8 Great Modern Masters - Page 7

Mid-century architects whose efforts gave Northern California its characteristic look and meaning
8 Great Modern Masters
8 Great Modern Masters
Jack Hillmer and the Ludekens house, Belvedere (1951).

6. JACK HILLMER

Scratch the typical design architect and you'll find an artist inside. With Jack Hillmer you didn't have to scratch. He entered the profession intending to be an artist, and never got a professional license—because how can you license an artist? He never made much money in the field, and said he didn't care about money.

Hillmer (1918-2007) completed fewer than a dozen houses, but won fame among cognoscenti for their quality. They were a blend of true Bay Area woodsiness with geometric precision and brave engineering, with beams supporting bold cantilevered decks.

Hillmer sometimes virtually lived on site during construction of his houses and attended to every detail. He avoided exposed hardware, attended to patterns affected by light at different times of the day, and created houses of heavy, unfinished redwood timbering that nonetheless seem to float.

"I like to use the wood raw, with no finish on it so you can see the sheen of the wood, the texture of the wood," he said in a 2003 interview. The aroma of the wood was very much part of his architecture.

He was equally attentive to stone, traveling to the quarry to choose the right granite slab, and tinting the concrete floor of one house to match the color of a bayside boulder just below.

Hillmer, with his friend and onetime partner Warren Callister, shared an office for a time in the 1940s with Eichler's architects Anshen and Allen. Hillmer recalled Anshen as the only architect in town who urged Callister and himself to stay and work in the region.

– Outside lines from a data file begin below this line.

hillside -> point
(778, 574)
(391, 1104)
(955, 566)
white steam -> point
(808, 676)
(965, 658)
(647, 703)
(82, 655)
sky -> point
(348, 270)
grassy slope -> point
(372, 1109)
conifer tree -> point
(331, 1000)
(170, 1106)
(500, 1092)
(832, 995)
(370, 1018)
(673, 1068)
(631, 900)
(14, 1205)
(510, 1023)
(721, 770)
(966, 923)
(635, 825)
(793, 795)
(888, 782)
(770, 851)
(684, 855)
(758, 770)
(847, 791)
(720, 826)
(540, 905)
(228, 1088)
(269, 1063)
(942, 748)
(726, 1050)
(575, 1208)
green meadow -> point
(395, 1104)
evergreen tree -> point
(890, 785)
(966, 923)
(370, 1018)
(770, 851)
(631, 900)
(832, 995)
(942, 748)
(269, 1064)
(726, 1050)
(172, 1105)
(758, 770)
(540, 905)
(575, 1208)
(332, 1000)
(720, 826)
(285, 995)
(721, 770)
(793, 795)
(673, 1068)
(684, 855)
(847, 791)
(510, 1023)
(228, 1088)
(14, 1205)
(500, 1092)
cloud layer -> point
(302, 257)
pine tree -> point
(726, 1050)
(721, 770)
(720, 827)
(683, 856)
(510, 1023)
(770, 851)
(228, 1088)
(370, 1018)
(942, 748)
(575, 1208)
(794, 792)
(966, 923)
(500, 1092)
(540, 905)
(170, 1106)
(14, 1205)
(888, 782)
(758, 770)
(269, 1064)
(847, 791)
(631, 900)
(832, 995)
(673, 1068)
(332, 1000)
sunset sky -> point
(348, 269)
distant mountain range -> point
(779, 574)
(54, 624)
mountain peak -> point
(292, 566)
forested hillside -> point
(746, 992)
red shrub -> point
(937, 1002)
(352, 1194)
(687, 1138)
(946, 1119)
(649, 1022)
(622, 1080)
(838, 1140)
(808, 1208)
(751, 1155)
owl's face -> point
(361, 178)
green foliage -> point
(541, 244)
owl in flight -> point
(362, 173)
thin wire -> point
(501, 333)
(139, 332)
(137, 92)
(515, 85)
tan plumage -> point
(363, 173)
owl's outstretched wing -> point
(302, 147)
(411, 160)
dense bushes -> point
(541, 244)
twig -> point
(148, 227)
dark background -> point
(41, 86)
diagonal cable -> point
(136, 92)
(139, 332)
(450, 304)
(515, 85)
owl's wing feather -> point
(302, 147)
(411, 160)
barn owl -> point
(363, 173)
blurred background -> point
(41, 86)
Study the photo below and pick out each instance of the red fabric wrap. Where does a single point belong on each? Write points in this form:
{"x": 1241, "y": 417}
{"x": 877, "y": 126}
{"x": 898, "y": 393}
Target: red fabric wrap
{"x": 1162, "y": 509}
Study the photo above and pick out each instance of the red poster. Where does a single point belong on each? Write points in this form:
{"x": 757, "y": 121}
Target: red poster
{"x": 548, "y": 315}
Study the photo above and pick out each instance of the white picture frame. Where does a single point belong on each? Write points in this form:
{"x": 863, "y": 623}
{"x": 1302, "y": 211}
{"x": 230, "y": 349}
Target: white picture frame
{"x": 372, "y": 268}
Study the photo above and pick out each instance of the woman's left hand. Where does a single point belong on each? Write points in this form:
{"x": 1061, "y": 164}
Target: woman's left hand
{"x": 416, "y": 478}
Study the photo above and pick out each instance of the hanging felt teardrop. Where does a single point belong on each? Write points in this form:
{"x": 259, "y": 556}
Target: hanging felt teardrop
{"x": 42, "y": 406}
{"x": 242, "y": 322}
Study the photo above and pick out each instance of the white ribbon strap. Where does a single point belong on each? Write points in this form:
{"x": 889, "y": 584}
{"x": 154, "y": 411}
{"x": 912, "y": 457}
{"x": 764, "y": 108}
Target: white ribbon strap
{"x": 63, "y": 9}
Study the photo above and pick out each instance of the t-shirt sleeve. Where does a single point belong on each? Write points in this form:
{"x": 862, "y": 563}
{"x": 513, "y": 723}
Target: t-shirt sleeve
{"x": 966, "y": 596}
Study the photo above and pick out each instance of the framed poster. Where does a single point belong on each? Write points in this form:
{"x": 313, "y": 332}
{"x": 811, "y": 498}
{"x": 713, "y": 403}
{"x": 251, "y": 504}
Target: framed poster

There's another link between Hillmer and Eichler. Like Joe, Jack lived for a time in the Frank Lloyd Wright-designed Bazett house in Hillsborough. Both took inspiration from it.

Hillmer's spiritual side comes across in his houses, which, despite their bold gestures and tough materials, have an ascetic presence. About his 1951 Ludekens house in Marin, Architectural Forum wrote that everyone who saw it, from Bill Wurster to the material suppliers, "liked it because it lifted them out of themselves."